Whole books are devoted to British influence in Hollywood but I’ve been meaning to blog about one aspect of what’s going on for a little while. (Having a blog to do so helps.)
What’s with all the British leads (mainly men) in major US TV shows? Are the last few years atypical, maybe even some kind of heyday?
There have long been great British actors, on both big and small screens – with increased crossover between the two over the last decade or so. We know that. Perhaps there are proportionately more than you’d expect. Then maybe not, given a strong theatre and drama school culture and a language shared with Hollywood.
In Silicon Valley, home of a number of ex-pat cricket leagues, there used to be a saying that a big tech success had to have a Brit and an Indian in their top team. This is doing a disservice to people from all over the world who have enabled Valley HQed successes (I can barely think of a part of the world not represented) but I take the point.
Hollywood, however, is biased towards anglophone professionals.
So the evidence for this ratcheting up a few notches? Take lead or major characters played by:
– Tim Roth in Lie To Me
– Rufus Sewell in Eleventh Hour
– Andrew Lincoln in The Walking Dead
– Dominic West and Idris Elba as McNulty and Stringer Bell in The Wire
And not forgetting, for if nothing else sheer numbers of viewers reached:
– Hugh Laurie in House, getting to play lead in the biggest show on earth
But so far, so men of a certain age. The more you look the more you find. Take:
– Stephen Moyer, Essex boy turned southern vampire in True Blood
– Ioan Grufudd in Ringer, a show I’d recently heard about but never seen until I just walked into my living room, saw my wife watching it and thought – “Another British actor!”. He was the straw that broke the camel’s back. Bet he’s never played that role before.
And I rest my case with that ephemeral piece of silliness FlashForward from 18 months ago. Turns out just about every other adult cast member was British.
This clearly isn’t about accents.

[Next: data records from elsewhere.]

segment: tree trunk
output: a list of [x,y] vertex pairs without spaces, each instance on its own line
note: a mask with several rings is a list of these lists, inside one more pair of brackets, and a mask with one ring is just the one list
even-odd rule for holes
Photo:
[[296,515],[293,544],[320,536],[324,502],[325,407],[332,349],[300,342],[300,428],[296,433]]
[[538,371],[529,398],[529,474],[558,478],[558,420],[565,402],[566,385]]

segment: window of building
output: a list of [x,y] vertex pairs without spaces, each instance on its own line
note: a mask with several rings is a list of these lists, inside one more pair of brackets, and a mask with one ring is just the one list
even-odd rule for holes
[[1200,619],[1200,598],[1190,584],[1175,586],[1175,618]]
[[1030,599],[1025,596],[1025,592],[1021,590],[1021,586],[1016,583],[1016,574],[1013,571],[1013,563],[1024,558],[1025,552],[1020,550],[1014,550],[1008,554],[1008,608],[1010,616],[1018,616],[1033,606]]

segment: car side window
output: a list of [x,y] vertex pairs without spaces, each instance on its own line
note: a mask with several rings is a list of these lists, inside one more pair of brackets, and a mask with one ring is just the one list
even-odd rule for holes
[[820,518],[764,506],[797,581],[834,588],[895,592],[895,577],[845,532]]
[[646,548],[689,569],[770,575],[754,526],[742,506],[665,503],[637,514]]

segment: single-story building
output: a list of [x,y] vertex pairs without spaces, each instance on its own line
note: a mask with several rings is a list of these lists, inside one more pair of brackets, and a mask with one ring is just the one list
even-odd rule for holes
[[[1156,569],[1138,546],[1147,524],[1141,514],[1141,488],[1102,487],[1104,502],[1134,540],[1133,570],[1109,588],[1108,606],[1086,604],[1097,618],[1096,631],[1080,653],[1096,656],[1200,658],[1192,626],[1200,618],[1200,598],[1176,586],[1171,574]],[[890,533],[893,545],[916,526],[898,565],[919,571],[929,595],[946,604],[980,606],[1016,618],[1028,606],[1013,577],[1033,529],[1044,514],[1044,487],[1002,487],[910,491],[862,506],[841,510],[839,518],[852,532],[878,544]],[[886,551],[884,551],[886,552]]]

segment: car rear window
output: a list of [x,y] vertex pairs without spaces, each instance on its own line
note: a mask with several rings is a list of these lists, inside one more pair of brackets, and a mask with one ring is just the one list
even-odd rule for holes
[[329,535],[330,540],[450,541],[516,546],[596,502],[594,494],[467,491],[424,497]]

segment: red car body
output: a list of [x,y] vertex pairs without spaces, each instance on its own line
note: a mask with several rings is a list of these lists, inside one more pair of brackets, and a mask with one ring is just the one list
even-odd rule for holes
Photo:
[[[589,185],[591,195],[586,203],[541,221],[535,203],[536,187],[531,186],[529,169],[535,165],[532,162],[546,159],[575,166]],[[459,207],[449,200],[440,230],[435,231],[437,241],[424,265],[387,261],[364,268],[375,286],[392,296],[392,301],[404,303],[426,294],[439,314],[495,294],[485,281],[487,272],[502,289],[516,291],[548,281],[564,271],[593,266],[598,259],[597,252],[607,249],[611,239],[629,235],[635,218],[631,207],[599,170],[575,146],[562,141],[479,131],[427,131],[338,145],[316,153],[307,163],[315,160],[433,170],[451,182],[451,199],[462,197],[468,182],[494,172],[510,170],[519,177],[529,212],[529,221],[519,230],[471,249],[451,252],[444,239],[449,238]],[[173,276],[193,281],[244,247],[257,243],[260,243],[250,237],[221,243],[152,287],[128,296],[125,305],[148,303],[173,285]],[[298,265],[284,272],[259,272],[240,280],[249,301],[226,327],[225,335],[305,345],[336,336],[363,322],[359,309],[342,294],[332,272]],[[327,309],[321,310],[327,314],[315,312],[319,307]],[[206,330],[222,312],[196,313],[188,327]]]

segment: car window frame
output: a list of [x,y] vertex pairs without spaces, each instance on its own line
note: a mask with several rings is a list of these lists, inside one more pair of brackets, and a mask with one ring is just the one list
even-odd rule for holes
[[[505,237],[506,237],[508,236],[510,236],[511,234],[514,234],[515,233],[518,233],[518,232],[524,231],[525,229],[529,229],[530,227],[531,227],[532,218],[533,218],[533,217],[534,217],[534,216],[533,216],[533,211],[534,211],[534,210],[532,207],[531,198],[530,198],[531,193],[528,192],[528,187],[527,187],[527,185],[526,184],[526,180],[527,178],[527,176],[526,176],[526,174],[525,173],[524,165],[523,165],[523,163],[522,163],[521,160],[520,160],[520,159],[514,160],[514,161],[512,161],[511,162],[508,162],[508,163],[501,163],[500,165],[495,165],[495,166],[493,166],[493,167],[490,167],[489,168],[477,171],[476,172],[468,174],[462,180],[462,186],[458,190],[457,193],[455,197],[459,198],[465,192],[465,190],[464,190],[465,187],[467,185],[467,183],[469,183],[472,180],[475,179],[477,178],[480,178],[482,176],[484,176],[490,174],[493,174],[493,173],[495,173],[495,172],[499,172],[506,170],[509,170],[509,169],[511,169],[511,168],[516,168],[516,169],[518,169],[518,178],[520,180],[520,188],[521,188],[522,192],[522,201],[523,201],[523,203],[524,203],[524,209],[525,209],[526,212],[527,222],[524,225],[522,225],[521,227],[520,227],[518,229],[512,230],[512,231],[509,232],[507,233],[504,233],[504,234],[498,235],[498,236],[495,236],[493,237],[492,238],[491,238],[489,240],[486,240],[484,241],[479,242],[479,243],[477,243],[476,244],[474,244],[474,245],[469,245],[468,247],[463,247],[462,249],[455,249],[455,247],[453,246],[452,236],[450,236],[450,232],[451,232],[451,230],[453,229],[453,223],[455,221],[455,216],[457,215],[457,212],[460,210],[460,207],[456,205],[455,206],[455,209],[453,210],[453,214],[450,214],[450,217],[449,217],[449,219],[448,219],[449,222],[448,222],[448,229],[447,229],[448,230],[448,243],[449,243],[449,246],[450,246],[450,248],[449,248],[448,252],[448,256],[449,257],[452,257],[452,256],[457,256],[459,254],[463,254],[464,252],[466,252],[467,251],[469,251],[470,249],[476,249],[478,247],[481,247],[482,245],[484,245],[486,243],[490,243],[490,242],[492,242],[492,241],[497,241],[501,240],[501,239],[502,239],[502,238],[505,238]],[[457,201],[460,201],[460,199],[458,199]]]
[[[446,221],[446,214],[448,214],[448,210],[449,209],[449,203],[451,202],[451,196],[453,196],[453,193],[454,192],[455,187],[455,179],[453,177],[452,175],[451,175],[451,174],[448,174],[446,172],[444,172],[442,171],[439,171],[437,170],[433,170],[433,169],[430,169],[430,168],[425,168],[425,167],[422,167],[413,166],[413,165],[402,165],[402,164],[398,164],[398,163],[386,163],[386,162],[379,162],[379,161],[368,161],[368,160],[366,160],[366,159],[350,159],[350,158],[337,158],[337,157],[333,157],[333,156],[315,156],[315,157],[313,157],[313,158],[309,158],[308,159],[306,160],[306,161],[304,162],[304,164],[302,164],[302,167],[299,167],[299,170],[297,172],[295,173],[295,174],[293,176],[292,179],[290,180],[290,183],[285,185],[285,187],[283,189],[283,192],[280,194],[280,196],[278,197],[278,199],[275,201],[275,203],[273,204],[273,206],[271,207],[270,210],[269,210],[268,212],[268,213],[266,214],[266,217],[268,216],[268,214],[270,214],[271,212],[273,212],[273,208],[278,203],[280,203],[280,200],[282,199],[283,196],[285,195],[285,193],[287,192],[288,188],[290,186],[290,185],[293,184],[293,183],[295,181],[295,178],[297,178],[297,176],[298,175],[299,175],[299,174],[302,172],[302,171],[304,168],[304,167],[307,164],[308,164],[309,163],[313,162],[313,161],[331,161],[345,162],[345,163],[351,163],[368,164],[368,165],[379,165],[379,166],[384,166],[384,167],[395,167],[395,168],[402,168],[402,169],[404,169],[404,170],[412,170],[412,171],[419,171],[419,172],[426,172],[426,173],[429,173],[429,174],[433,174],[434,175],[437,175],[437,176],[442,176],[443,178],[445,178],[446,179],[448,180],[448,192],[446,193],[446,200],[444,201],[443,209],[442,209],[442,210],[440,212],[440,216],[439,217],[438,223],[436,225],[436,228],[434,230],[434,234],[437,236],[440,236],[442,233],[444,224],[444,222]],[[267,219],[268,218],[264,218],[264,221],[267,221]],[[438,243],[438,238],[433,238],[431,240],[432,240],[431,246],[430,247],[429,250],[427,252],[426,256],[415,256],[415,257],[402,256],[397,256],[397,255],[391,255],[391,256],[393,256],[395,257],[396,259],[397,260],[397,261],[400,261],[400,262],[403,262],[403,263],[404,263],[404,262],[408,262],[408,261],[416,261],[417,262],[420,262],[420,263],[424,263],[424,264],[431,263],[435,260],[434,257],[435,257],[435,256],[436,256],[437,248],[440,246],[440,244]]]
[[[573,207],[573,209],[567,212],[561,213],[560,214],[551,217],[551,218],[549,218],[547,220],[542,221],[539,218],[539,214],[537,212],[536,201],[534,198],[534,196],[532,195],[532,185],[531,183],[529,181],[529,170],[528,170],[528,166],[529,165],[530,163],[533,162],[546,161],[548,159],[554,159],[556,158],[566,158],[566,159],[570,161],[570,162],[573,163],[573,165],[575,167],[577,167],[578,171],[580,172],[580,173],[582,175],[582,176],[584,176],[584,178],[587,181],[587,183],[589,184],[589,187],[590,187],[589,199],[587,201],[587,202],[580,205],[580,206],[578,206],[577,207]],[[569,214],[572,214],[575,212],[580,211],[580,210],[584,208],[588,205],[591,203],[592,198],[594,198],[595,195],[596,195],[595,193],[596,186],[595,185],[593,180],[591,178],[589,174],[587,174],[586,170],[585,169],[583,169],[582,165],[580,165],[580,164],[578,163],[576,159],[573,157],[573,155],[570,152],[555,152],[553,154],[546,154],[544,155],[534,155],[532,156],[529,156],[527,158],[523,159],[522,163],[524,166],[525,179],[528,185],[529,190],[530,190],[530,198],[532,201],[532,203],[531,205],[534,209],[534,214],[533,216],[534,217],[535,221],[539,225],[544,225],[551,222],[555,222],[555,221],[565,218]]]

At least half the time they are playing American characters, often with challenging voices to learn. (You try doing Deep South properly.)
Years ago there was also a convenient shorthand of ‘British’ = ‘villain’, or at least ‘different’. (Best example of the latter might be Scorsese casting Bowie in The Last Temptation of Christ to give him, as the Roman Pontius Pilate, an outsider status to the locals.)
The comic book baddie tactic isn’t so much in evidence these days. (My all time favourite on that front – and there are many, many to choose from – might well be an American becoming increasingly more British in his role as he gets more and more insane – Jon Lithgow camping it up in Cliffhanger.)
But what is going on?
My examples above aren’t comprehensive (please feel free to add those I’ve missed) and recent theories have been bandied around – mainly involving the cost of the cast, professionalism and being able to use actors who don’t bring a lot of baggage to a role.
This trend might diminish. Though if some of the actors act well enough, you might never realise it hasn’t.
tphallett
November 11, 2011
Thank you Anthony Plewes who on Facebook reminded me about Ian McShane in Deadwood. That’s the most pleased I’ve ever been to refer to him. (McShane, not Anthony.)
kevin alexander
November 14, 2011
Is this a new trend? Angela Lansbury was born in Poplar, Bob Hope was born in Eltham, Cary Grant was born in Bristol. I have it on good authority that Freeway from Hart to Hart went to school in East Sussex.
We didn’t land on Plymouth Rock, Plymouth Rock landed on us!!!!
tphallett
November 14, 2011
I didn’t say it was new (“There have long been… We know that.” etc.), it’s just that it feels more common and intense over the past few years. A lot of the early and mid-20th century Brits in Hollywood weren’t as famous back home (if at all) as they became in Hollywood.
KarenF
December 24, 2011
I read an interview – think it was with Sharon Horgan, but can’t quite remember – who said that YouTube had really opened up the US to British comedians. It made it much easier for Hollywood agent to see their work and consider hiring them.
Apparently Jack Whitehall is a hot property in LA right now, according to Variety: http://www.variety.com/article/VR1118046043?refCatId=14
L
March 22, 2013
Brit baddie in The Following, Marianne Jean-Baptiste in Without A Trace, and best of all, Winston from In Sickness and in Health, aka Eammon Walker, in Chicago Fire. It’s endless, and that seems like a good thing, in that acting is an international profession.
Isn’t it partly because US actors don’t seem to like playing bad people? You almost always know who the criminal is if you hear a British accent.